Of course, a discussion of news media bias today can’t take place without mentioning the elephant in the room: Donald Trump. Trump’s foray in politics was accompanied by a vortex of news coverage across all forms of media unlike anything seen before, Kaufman says. Trump and his allies would repeatedly attack the mainstream media in an effort to counter negative press, so much so that it became a political tactic weaponized by many within the Republican Party.   

But Trump’s hostility toward the media only thrust him further into the limelight. Kaufman says that in the lead up to the 2016 presidential election and subsequently during Trump’s presidency, TV news outlets like CNN found that more people tuned in when Trump was a core part of the coverage. That precipitated a vicious cycle in which Trump dominated all news coverage, with left-leaning outlets—such as the New York Times, in print, and MSNBC and CNN, on television—devoting more air time and column inches to the former president than they would under ordinary circumstances. 

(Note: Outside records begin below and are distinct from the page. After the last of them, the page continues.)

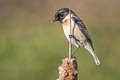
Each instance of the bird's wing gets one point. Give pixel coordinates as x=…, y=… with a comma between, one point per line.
x=83, y=29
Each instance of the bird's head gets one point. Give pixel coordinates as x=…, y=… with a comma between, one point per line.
x=61, y=14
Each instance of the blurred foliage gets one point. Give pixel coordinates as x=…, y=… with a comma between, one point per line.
x=31, y=48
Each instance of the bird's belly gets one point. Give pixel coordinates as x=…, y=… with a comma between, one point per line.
x=66, y=30
x=77, y=34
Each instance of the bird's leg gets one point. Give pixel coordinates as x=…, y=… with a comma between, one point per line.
x=76, y=40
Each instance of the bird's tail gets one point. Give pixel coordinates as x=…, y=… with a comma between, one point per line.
x=89, y=48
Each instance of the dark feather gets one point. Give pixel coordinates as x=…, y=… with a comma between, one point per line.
x=83, y=28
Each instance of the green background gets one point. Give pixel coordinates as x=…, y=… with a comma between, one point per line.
x=31, y=48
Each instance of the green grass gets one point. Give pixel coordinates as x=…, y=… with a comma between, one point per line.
x=33, y=51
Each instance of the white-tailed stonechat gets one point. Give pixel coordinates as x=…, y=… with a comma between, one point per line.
x=80, y=36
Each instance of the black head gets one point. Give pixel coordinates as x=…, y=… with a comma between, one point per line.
x=61, y=14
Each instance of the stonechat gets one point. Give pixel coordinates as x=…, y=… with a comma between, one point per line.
x=79, y=36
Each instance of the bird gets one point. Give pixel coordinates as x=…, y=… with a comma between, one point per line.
x=80, y=36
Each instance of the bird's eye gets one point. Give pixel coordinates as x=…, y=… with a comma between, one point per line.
x=62, y=15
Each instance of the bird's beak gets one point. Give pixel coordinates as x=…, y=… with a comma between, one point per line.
x=54, y=20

No doubt, the avalanche of Trump content, and the imperative to cover the former president, sidelined stories and issues of importance to everyday citizens, Kaufman says.    

“The challenge is that all newsrooms want to be part of a national conversation and have an impact,” he says. “But a lot of readers, viewers and listeners don’t see themselves in the news coverage—what issues are impacting them, who they are voting for, etc.”

Still, for as much as publics around the world desire to see more “unbiased news,” people still flock to news sources that fit their world view. 

“When you ask readers, viewers and listeners about bias, they all say they would like to see more non-partisan news,” he says. “But their reading and viewing habits are still the same, which is that, now more than ever, people are going to news sources that reinforce what they think rather than challenge it, and I’m not sure people’s behavior is going to change.”